How to Win a Bid on a Home, According to Buyers’ Agents
When you’re bidding on a home in a super competitive housing market (like the one we’re in today!), it can feel as though you’re a contestant on a game show—and that’s putting in fun terms. Truthfully, submitting an offer (and waiting to hear if it was accepted) is undoubtedly a high-stress, high-stakes situation.
Come in too low, and your offer won’t be entertained. Come in too high, and the home may not appraise for what you’re willing to spend, which could cause your financing to fall through. To help you arrive at a sweet spot, your real estate agent is busy gathering intel via conversations with the seller’s agent and analyzing recent comparable sales in the area.
But did you know that the strongest offers go beyond the actual dollar amount you’re willing to pay for a home, and also involve some strategic clauses that could woo the seller? Here, real estate agents share with House Beautiful how to make an offer—and tips for doing so in a seller’s market.
You May Need to Bid Over the List Price
A combination of factors have made home buying in 2021 extra competitive.

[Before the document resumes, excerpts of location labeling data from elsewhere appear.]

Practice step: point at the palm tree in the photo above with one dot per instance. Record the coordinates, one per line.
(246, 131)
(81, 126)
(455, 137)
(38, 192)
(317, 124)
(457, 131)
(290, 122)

Record-low interest rates are bringing out buyers in droves. But there’s a shortage of homes on the market, which is compounded by a delay in new construction homes during the COVID-19 pandemic. The result? A lot of buyers shopping for a limited number of homes.
To put it another way, now isn’t the time to lowball an offer.
First things first, if you’re financing the purchase (i.e. not buying a home with all cash!), make sure you have a preapproval letter and proof of funds, says realtor Yawar Charlie, Director of the Estates Division at Aaron Kirman Group in Los Angeles and a regular on CNBC’s “Listing Impossible.”
In markets where demand is high and inventory is low, most properties are selling for at, or above, the asking price, Charlie says.
“Depending on the competitive nature of your housing market, you might need to come over the asking price just a little bit,” he explains. “Don’t take this as a sign you are overpaying for your house. Look at it like you are paying next year’s price now in order to get the home of your dreams.”
To further assuage your concerns about coming in over asking, historically low interest rates that are available now can translate to lower monthly mortgage payments (and less interest paid on your loan over time)—meaning that extra cash up front may well even out in the long run.
Contingencies Can Help Make Your Offer Stand Out
In addition to making a strong financial bid, you can also button up your offer with some attractive contingencies and clauses, real estate agents say.
“Generally speaking, the best way to get a deal is to make your offer as uncomplicated as possible,” Charlie says.
Removing an inspection contingency is a risky move (you want to know if, say, you’ll need to replace an entire roof soon after moving in). But if you know the house you’re bidding on is going to be in high demand, bring your contractor, or set up an appointment to do a home inspection before you submit the offer, Charlie suggests. That way, you might be able to remove the physical inspection contingency, while still knowing what you’re getting into.
An appraisal gap clause can also be attractive to sellers who want a clear path to the closing table, says Charissa Turnbull, a real estate agent with Ankeney Real Estate in Colorado Springs, Colorado. This clause is an agreement that says you’ll cover any shortage between the offer price and the appraised value. Of course, this means you’ll need to bring more cash—beyond your down payment—to the closing table.
Adding in an escalation clause can also help you win a bid in multiple offer situations, Turnbull says. This indicates you'll offer a certain amount above the highest offer the seller receives, but you can put a cap on the amount.
Another agreement that can help you stand out are rent backs. Also known as lease backs, these arrangements the sellers to rent the home back from the new owners for a specified amount of time, says Marie Bromberg, a licensed real estate salesperson with Compass in New York City.
“It allows the sellers to close quickly and then lease back the home, moving at a time that's convenient for them,” Bromberg says.
Consider Multiple Options
Finally, it's worth remembering that in a competitive market, there's a good chance (even following the advice above!) that your offer might not be the winning one—just take it from first-time buyer Albie Buabeng. With this in mind, it's wise to go into the process aware that you may well have to make a few offers before one is accepted—so don't put all your eggs (and home-owning hopes) in one basket.
Now, with these tips in mind, step right up and let the bidding begin!